Failure to attempt to resolve the complaint within the stipulated time frame could lead to further investigation by the TPB.
Practitioners will have to notify the regulator on the outcome of the discussion with the complainant, and once the TPB determines it has been resolved, the complaint will be closed.
Where issues cannot be resolved between the practitioner and the client, the TPB will consider commencing an investigation or other actions to bring closure to the complaint.
According to a TPB spokesperson, the new process was initiated to ensure a quicker resolution to complaints that did not require the board to commence an investigation.

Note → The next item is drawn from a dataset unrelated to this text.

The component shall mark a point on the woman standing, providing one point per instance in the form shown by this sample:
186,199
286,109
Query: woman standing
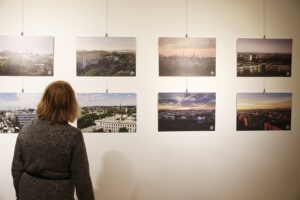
50,159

“Referrals will occur where we believe that the issues raised by the complainant can be best resolved by the practitioner engaging with the complainant rather than through the TPB undertaking compliance intervention,” the TPB spokesperson said.
“It will also ensure that tax practitioners are not subjected to a full and lengthy investigation process when an early intervention will resolve the complaint.
“It will ensure the compliance and investigations program of the TPB is better equipped to respond to a rapidly changing regulatory environment. The 72-hour complaint resolution process will ensure that TPB resources can now be directed at investigating high-risk agents.”
‘Out of the blue’
Accountants Daily understands that the professional associations were not consulted on the matter.
The Institute of Public Accountants general manager of technical policy Tony Greco said the 72-hour time frame was “aggressive” and potentially unfair to practitioners who were time-poor.
“This has come out of the blue and I was very surprised to see that,” Mr Greco said.
“That’s a pretty aggressive timeline considering a lot of practitioners are one-man shows —that seems like a very difficult timeline to adhere to. Without consultation, that may be something they may need to review because I can’t see it happening in the real world.
“That could put a lot of onus on the practitioner when a lot of the complaints are without merit and it’s almost like they are putting it back on the tax agent community to resolve complaints.”
The TPB has noted that it will accept practitioner feedback and review the outcomes and impacts of the new process in September.